So my life has been in a smidgy bit of an uproar lately, for various reasons – my library card expired, for one thing, right on the day that half my books were due to get renewed!  I had no idea the expiration date was so soon; it feels like I just renewed it a few weeks ago.  And, see, I have this friendly blue library card with an elegant number that I have memorized, and it has one of the earliest extant drafts of my signature, which I had only invented recently when I got the card in 2001.  However, the library has since “upgraded” to fancy new white library cards that are just so cold and hateful and soulless, and every time I see them my brain is all NOT THE MEAN WHITE CARD DO NOT WANT, and the last time I got my library card renewed, the librarian tried to take my old card away and give me a nasty new one, and it was such a narrow escape, you have no idea.

This time I was prepared.  I said a whole lot of words to the library guy to convince him of the sincerity of my desire to keep my exact particular library card FOREVER.  “BECAUSE I KNOW THE NUMBERS BY HEART,” I explained to him urgently, not giving him my card when he put out his hand for it.  (I kept having visions of him snipping it smartly in half before I could stop him, and it was like watching someone CUT UP A CHILD.  It’s just so irrevocable.  Once you have cut a child in half, it’s too late to fix it!  You cannot tape it back together and keep using it!)

And he didn’t say anything, just kept waiting for me to hand him my library card, and I believe I said something along the lines of, “No, seriously, listen, I understand that there is a new library card in town but I cannot bear to lose this library card.  We have been together all these years and we just can’t be parted, you see, because it would be far too painful, a brutal separation really, and CAN’T YOU UNDERSTAND THAT, FOR THE LOVE OF GOD?”  As I mopped up my tears and prepared to ululate martyr’s funeral style, to make sure he understood the serious mourning I would have to go into if he took my friendly blue library card away, the library guy looked to his colleague for assistance, and his colleague said, “Um, yeah, she can keep that one if she wants it.”  OH AND I DO.

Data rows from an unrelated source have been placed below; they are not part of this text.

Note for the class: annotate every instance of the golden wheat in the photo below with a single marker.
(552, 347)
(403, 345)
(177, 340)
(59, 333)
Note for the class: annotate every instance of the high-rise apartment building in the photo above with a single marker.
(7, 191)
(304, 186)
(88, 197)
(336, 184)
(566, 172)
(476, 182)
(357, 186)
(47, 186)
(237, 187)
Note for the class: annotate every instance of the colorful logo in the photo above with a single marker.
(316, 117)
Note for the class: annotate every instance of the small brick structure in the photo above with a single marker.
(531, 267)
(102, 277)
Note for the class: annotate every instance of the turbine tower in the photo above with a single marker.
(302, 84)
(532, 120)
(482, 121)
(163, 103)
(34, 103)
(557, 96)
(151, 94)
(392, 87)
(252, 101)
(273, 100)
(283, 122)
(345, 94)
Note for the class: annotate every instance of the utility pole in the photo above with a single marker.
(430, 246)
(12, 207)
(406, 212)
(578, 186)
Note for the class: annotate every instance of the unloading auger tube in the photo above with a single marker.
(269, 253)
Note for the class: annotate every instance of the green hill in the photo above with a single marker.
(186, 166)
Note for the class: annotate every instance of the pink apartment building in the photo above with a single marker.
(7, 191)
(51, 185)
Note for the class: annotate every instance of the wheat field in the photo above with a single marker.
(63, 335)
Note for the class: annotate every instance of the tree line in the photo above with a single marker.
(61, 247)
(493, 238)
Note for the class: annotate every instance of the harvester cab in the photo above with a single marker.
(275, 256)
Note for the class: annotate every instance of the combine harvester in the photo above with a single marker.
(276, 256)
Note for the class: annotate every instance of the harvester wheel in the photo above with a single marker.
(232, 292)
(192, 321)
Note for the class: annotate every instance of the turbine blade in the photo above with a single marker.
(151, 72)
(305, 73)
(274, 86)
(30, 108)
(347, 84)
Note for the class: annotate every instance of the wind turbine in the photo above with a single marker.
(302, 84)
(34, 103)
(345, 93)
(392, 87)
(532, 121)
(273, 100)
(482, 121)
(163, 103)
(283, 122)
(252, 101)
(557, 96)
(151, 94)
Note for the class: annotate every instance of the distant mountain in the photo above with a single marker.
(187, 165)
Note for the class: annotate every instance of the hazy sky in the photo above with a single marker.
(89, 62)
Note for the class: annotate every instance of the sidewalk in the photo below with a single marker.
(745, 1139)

Well anyway, it was very stressful, as you can imagine, in spite of the very validating realization that I have only accrued $13.30 in fines since three years ago when my card last had to be renewed.  So I sensibly bought myself some spiritually soothing books to get me through these and other difficulties.  I got a large green book with a soppy nature drawing on the front that is a compendium of C.S. Lewis’s religious writings – I need some of these, and the book cannot help the soppy drawing – and I got The Essential Rumi, which I love so much I haven’t yet figured out how to address it on this blog, and I got C.S. Lewis: Letters to Children.

Phew.  That was a long introduction for a very slim book.

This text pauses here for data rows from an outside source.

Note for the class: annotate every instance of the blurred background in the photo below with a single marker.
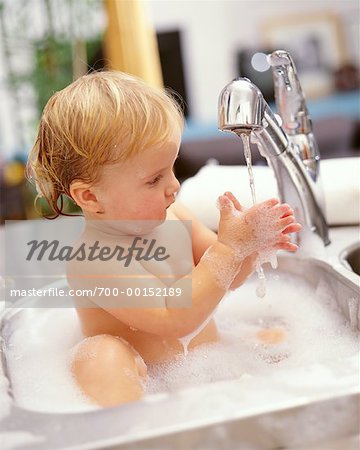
(193, 47)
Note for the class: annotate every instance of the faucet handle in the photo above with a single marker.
(289, 96)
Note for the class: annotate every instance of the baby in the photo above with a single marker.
(109, 142)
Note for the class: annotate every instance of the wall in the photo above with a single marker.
(213, 31)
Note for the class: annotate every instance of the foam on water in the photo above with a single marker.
(293, 327)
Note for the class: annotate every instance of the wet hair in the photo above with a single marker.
(101, 118)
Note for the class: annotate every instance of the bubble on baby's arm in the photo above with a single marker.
(219, 266)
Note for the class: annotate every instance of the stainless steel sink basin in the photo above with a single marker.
(231, 411)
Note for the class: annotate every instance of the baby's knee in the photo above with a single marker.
(109, 370)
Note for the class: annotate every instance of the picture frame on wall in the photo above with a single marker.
(316, 43)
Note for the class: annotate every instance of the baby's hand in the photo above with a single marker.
(263, 226)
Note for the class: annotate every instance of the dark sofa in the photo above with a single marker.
(337, 137)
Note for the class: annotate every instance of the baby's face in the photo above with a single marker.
(141, 188)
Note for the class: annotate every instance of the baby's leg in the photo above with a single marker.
(108, 370)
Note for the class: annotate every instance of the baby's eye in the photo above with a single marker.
(155, 180)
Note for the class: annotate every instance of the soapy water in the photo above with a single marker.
(293, 327)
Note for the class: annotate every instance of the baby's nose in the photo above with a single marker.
(173, 187)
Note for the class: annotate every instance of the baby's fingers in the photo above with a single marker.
(283, 223)
(271, 203)
(283, 210)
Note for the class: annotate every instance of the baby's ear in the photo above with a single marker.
(84, 196)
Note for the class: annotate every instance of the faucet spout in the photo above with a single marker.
(243, 109)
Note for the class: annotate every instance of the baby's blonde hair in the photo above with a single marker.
(101, 118)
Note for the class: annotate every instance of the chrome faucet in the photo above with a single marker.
(290, 149)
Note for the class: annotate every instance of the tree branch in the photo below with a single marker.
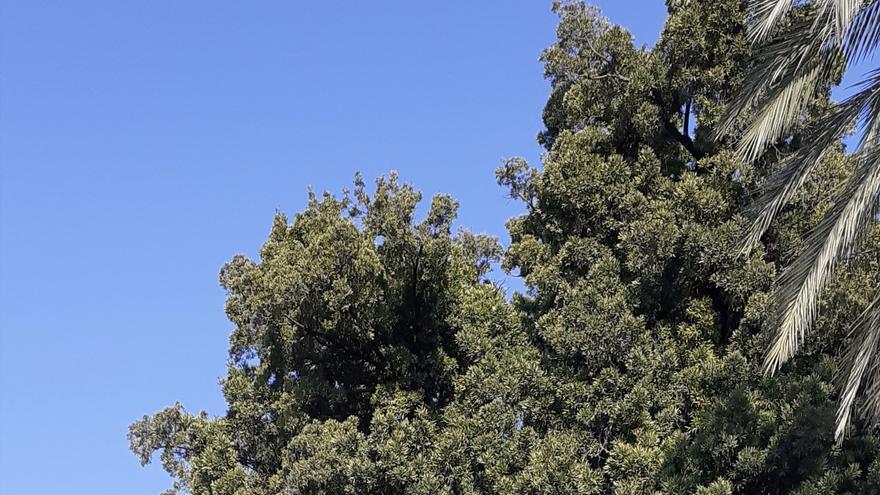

Those of you who read this blog regularly may know that I have a rocky relationship with C.S. Lewis.  The longer we are apart, the more he bothers me.  I am sensibly buying a lot of C.S. Lewis’s books, so that I will be statistically more likely to read his stuff frequently, because in reality I love him an awful lot.  And this book, his letters to children, mainly about his Narnia books, is exactly the reason (well, one of many) that I love him.  He does not patronize, and it’s so easy to patronize a kid.  He writes in a serious but good-natured way, and answers their questions very politely.  Behold an excerpt:

Dear Lucy,

I am so glad that you like the Narnian stories and it was nice of you to write and tell me.  I love E. Nesbit too and I think that I have learned a lot from her about how to write stories of this kind.  Do you know Tolkien’s Lord of the Rings?  I think you wd. like it.  I am also bad at Maths and it is a continual nuisance to me – I get muddled over my change in shops.  I hope you’ll have better luck and get over the difficulty!  It makes life a lot easier.

It makes me, I think, more humble than proud to know that Aslan has allowed me to be the means of making Him more real to you.  Because He could have used anyone – as He made a donkey preach a good sermon to Balaam.

Perhaps, in return, you will sometimes say a prayer for me?

With all good wishes,

Yours sincerely,
C.S. Lewis

I have this book of letters that J.R.R. Tolkien wrote, and the editors of it have cleverly chosen a selection of letters relating to Lord of the Rings.  I bought it one time when I was in California learning Chinese (not very successfully though I can still count quite high), and although I do not count myself among the die-hard Lord of the Rings fans in my family (didn’t even read it until the films came out – I know, I know), I was captivated by Tolkien’s letters about it.  I wish someone would do a similar thing with C.S. Lewis and letters relating to his writing.  Not just Narnia but all of his writing.  How good would that be?

Booking Through Thursday

I like this one:

This can be a quick one. Don’t take too long to think about it. Fifteen books you’ve read that will always stick with you. First fifteen you can recall in no more than 15 minutes.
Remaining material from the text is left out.